Republicans across the country have made rising illegal immigration at the U.S.-Mexico border a major line of attack ahead of the Nov. 8 legislative election, where Democrats risk losing control of Congress, which would hamper Biden’s legislative agenda.

Reuters reported earlier this month that Biden officials were leaning toward ending the order after court rulings made it difficult to use and U.S. health officials moved to ease pandemic restrictions more broadly. the national scale. DHS said Monday it has begun administering COVID-19 vaccines to migrants in border detention.

The Biden administration has said the decision to lift the order rests with the CDC, which declined to comment.

FDRAL STAFFING INCREASE

DHS officials told Congressional offices earlier this month that tens of thousands of migrants who are already near the border could arrive within hours of the lifting of Title 42 and that more than one million migrants from southern Mexico and other countries could arrive in the coming weeks, according to an aide briefed on the matter.
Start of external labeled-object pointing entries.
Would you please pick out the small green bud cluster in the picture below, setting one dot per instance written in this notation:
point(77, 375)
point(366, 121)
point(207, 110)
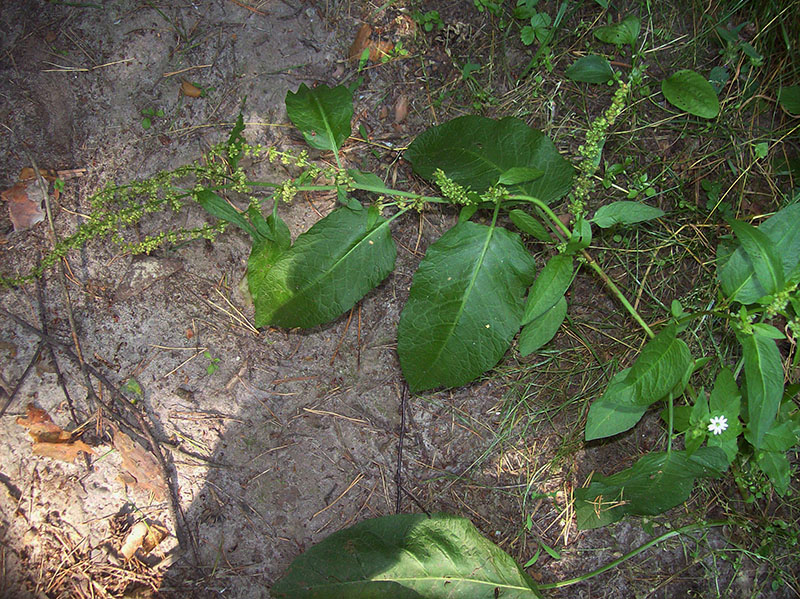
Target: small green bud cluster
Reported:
point(494, 194)
point(781, 300)
point(591, 149)
point(450, 189)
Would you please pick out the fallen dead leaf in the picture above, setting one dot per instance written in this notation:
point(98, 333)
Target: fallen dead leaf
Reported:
point(142, 535)
point(28, 173)
point(191, 90)
point(401, 109)
point(377, 48)
point(140, 466)
point(49, 439)
point(24, 201)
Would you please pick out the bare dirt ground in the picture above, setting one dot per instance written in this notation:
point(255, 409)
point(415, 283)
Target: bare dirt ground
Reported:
point(272, 439)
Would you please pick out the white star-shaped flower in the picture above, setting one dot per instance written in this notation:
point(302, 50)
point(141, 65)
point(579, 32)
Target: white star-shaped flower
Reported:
point(717, 425)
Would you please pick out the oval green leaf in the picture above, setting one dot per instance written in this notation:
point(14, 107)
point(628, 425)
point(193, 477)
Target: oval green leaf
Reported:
point(538, 332)
point(625, 213)
point(328, 269)
point(616, 411)
point(660, 367)
point(406, 556)
point(690, 91)
point(549, 287)
point(590, 69)
point(464, 307)
point(789, 98)
point(322, 114)
point(763, 254)
point(763, 370)
point(476, 151)
point(656, 483)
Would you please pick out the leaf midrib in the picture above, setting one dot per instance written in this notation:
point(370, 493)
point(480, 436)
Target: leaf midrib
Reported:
point(334, 147)
point(465, 298)
point(421, 579)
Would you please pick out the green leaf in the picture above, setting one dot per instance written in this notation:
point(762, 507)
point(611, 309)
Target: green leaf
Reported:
point(236, 141)
point(330, 267)
point(654, 484)
point(764, 382)
point(625, 213)
point(781, 437)
point(406, 556)
point(475, 151)
point(735, 269)
point(659, 367)
point(519, 174)
point(549, 287)
point(527, 224)
point(322, 114)
point(590, 69)
point(690, 91)
point(464, 307)
point(538, 332)
point(621, 33)
point(763, 255)
point(220, 208)
point(616, 411)
point(789, 98)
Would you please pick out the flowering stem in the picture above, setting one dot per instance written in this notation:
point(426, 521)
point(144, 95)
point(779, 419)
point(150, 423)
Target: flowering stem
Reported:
point(590, 261)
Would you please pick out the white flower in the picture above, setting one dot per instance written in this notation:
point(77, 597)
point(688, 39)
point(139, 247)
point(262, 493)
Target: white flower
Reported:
point(717, 425)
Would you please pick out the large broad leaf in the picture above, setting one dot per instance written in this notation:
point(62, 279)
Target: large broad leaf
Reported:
point(464, 307)
point(541, 330)
point(590, 69)
point(220, 208)
point(616, 411)
point(406, 556)
point(656, 483)
point(476, 152)
point(330, 267)
point(659, 368)
point(735, 268)
point(691, 92)
point(763, 255)
point(764, 382)
point(528, 224)
point(789, 98)
point(624, 32)
point(322, 114)
point(625, 213)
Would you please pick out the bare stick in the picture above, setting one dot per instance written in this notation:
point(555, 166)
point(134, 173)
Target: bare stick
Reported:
point(398, 477)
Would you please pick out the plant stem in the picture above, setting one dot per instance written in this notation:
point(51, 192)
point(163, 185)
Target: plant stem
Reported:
point(589, 260)
point(635, 552)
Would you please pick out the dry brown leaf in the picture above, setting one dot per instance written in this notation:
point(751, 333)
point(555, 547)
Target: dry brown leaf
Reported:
point(28, 173)
point(24, 201)
point(140, 465)
point(401, 109)
point(377, 48)
point(360, 43)
point(49, 439)
point(191, 90)
point(41, 427)
point(143, 535)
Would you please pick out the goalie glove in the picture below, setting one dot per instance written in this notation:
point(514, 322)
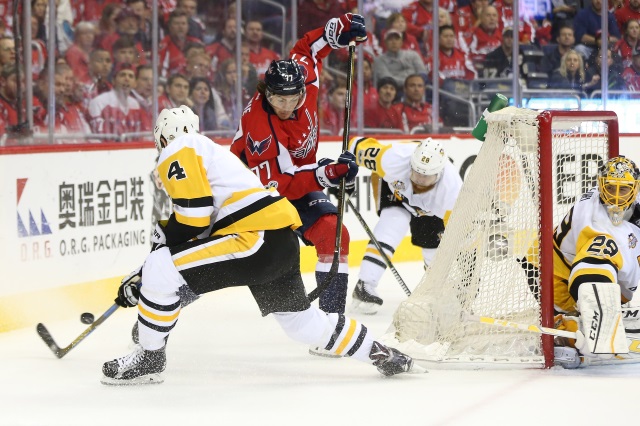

DHS did not respond to a request for comment on these estimates.

The planning effort involves building additional temporary detention facilities along the border, some of which will be ready for use in early April, one of the DHS officials said during Tuesday’s call. DHS is also working to add personnel and transportation, in an effort that involves several federal agencies that work with immigrants, the person said.

The Federal Emergency Management Agency (FEMA), an emergency agency that usually responds to floods, storms and other major disasters, is helping with the planning effort, though the administration has not officially issued a declaration of disaster.

DHS is working on a system that would allow migrants seeking asylum to register electronically and schedule a time to approach a legal port of entry as part of a “more orderly process,” it said. one of the DHS officials.

Some asylum seekers have been stuck in Mexico for months waiting for restrictions to be lifted. Reuters interviewed five LGBTQ asylum seekers from Jamaica stranded in Tijuana, Mexico, in recent weeks. Some of them said they resorted to prostitution because they could not work legally and were discriminated against in Mexico.